I thought that'd be the case when I started up boot repair. Then I'm hit with this message - "Please enable a repository containing the [grub-efi-amd64-signed] packages in the software sources of Zorin OS 15 (sde2). Then try again."
This is the part where I get pretty confused, and would like to be walked through what I should do. I've attempted this on my own a few times over the past few months, even going so far as to send my pastebin in to a few places, to no avail. I've attempted to do this via my Zorin OS install USB through terminal, no dice there either.
When Grub is installed to an MBR, it's doing the same thing that Linux users complain about Windows doing: replacing the existing MBR code with something else. Linux doesn't need Grub code on the MBR. Putting it there is inviting Windows to replace it. With Grub on a primary partition on an MBR disk instead of on the MBR, boot control selection is a simple matter of where the boot flag is present in the MBR partition table, and easy to move with any of tens of tools whether booted to Windows or Linux or DOS.
With UEFI/GPT, Windows has no proclivity to overwrite anything installed by Linux that cannot be simply and quickly repaired, if it somehow gets corrupted. Its ESP partition was designed to be shared by any number of coexisting operating systems.
You have a UEFI/GPT install of windows 10 which is standard but boot repair shows no EFI files for Zorin. I don't use Zorin myself but if it is similar to the other Ubuntus, it should have a directory named ubuntu in one of the EFI directories which it does not. If you have an EFI install of any Linux, you need the proper EFI files for Linux on an EFI partition.
Quote:
This was one such case, however, I, as many users have, forgot that taking my Windows partition also takes Grub with it. No big deal though, right?
No, it doesn't and never has. There should never be any Grub code on a windows partition. Grub code on older computers is in the MBR as well as on the Linux partition and on newer EFI installs the EFI boot files are on the EFI partition in a separate directory and windows should not overwrite them. Some windows updates will rewrite the partition table and leave out any non-windows partitions. You situation is complicated by the number of drives you have and the number of partitions. You have windows EFI files on sdd2 but no EFI files for Zorin so I would not expect it to boot.
You have a second EFI partition on sde1 and the Zorin install appears to be on sde2. Boot repair was going to install the EFI files on the EFI partition (sde1) on the Zorin drive but you don't have the correct repositories enabled on the installed Zorin (sde2). See lines 1205-1207 in boot repair.
From what I can tell, it's based on Ubuntu, so we've got that going for us, at least.
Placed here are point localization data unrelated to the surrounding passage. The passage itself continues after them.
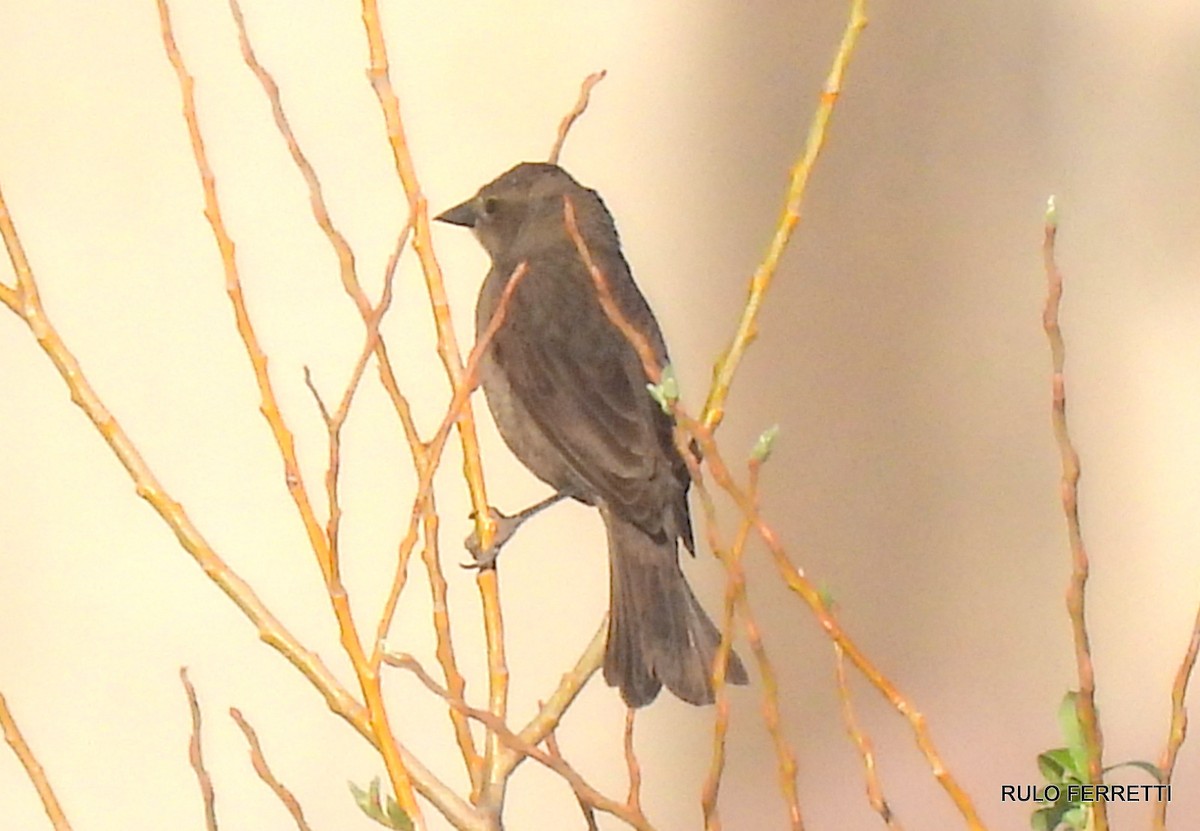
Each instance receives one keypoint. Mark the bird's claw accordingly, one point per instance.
(504, 528)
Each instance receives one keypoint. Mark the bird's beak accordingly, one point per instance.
(463, 215)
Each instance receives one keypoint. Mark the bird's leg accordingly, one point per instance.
(505, 526)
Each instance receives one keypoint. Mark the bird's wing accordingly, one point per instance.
(583, 386)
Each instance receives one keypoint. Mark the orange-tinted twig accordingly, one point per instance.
(630, 814)
(569, 687)
(451, 358)
(270, 629)
(576, 112)
(1179, 729)
(388, 378)
(799, 584)
(635, 771)
(34, 769)
(863, 742)
(748, 326)
(367, 679)
(1085, 703)
(264, 772)
(196, 758)
(589, 814)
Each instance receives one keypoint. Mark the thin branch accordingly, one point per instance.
(576, 112)
(34, 769)
(387, 376)
(589, 814)
(196, 758)
(569, 687)
(1179, 729)
(487, 580)
(630, 814)
(369, 680)
(264, 772)
(798, 583)
(737, 598)
(791, 575)
(1085, 701)
(270, 629)
(635, 770)
(863, 742)
(748, 326)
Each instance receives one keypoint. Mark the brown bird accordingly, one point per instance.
(569, 396)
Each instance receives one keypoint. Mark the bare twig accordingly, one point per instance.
(367, 679)
(576, 112)
(270, 629)
(589, 814)
(630, 814)
(863, 742)
(799, 584)
(569, 687)
(1179, 729)
(792, 575)
(635, 770)
(748, 326)
(264, 772)
(34, 769)
(448, 350)
(196, 758)
(1085, 701)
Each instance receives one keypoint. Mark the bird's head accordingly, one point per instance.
(502, 210)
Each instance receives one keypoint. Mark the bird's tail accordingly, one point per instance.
(658, 632)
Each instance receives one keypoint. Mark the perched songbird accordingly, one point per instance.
(569, 396)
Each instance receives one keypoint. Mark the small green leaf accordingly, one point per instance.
(1056, 765)
(1073, 731)
(1153, 770)
(1077, 815)
(827, 597)
(666, 392)
(1051, 211)
(762, 447)
(397, 818)
(369, 800)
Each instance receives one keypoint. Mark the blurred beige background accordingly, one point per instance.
(901, 352)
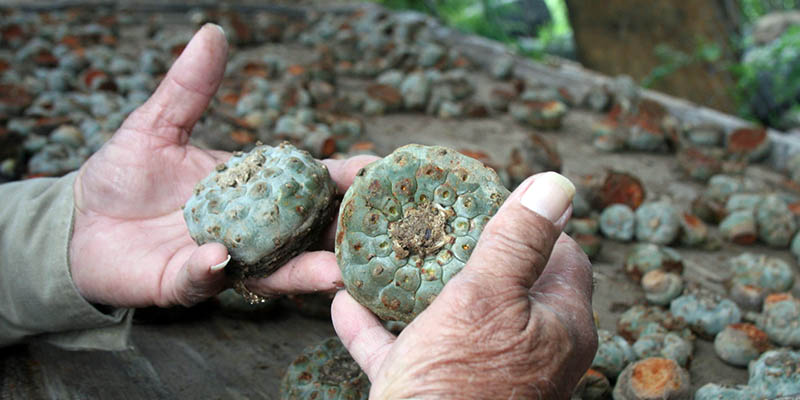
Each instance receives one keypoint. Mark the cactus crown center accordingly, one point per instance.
(421, 231)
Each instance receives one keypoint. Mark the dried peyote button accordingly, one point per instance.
(739, 227)
(638, 320)
(592, 386)
(539, 114)
(409, 223)
(653, 378)
(613, 354)
(754, 276)
(775, 373)
(705, 312)
(738, 344)
(618, 222)
(781, 319)
(776, 222)
(657, 222)
(743, 201)
(265, 206)
(647, 257)
(713, 391)
(661, 287)
(667, 345)
(325, 371)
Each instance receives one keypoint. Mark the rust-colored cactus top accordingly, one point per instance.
(409, 223)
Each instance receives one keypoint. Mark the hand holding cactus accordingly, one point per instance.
(130, 245)
(516, 322)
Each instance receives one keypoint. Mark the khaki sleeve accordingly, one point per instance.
(38, 300)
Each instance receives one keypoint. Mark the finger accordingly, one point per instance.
(308, 272)
(361, 333)
(201, 277)
(186, 90)
(343, 171)
(568, 273)
(517, 241)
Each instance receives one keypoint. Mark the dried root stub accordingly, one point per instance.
(325, 371)
(409, 223)
(265, 206)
It's as much a for as an against, in a UEFI multiboot context at least. Most derivatives use the same directory on the ESP as Ubuntu, /boot/efi/EFI/ubuntu, making multibooting Ubuntu and any derivative complicated to achieve and maintain. Post-installation this is correctable via a GRUB_DISTRIBUTOR= edit, but AFAICT, not before.
@mrmazda - Sorry if I don't have anything of substance to add. I'm not particularly familiar with Linux, and as such, a lot of it's just jargon to me. However, given my experience thus far, I'm at least inclined to agree to the complexity of maintaining a dual boot!
@colorpurple - That's a pretty concise set of instructions. I appreciate y'all a bunch! I've been swamped with work and haven't had time to do any of this, but I'll make time during the week again.
I'll let you all know if I have further complications.
An update: I ultimately deferred to someone with far more Linux knowledge and background than me and we both ended up reaching a long, drawn out conclusion that something was very wrong with the install. Suffice to say, since I have way more faith in Ubuntu, I ended up going back to the latest LTS Ubuntu. I ended up just salvaging my important data from my backups and moved on.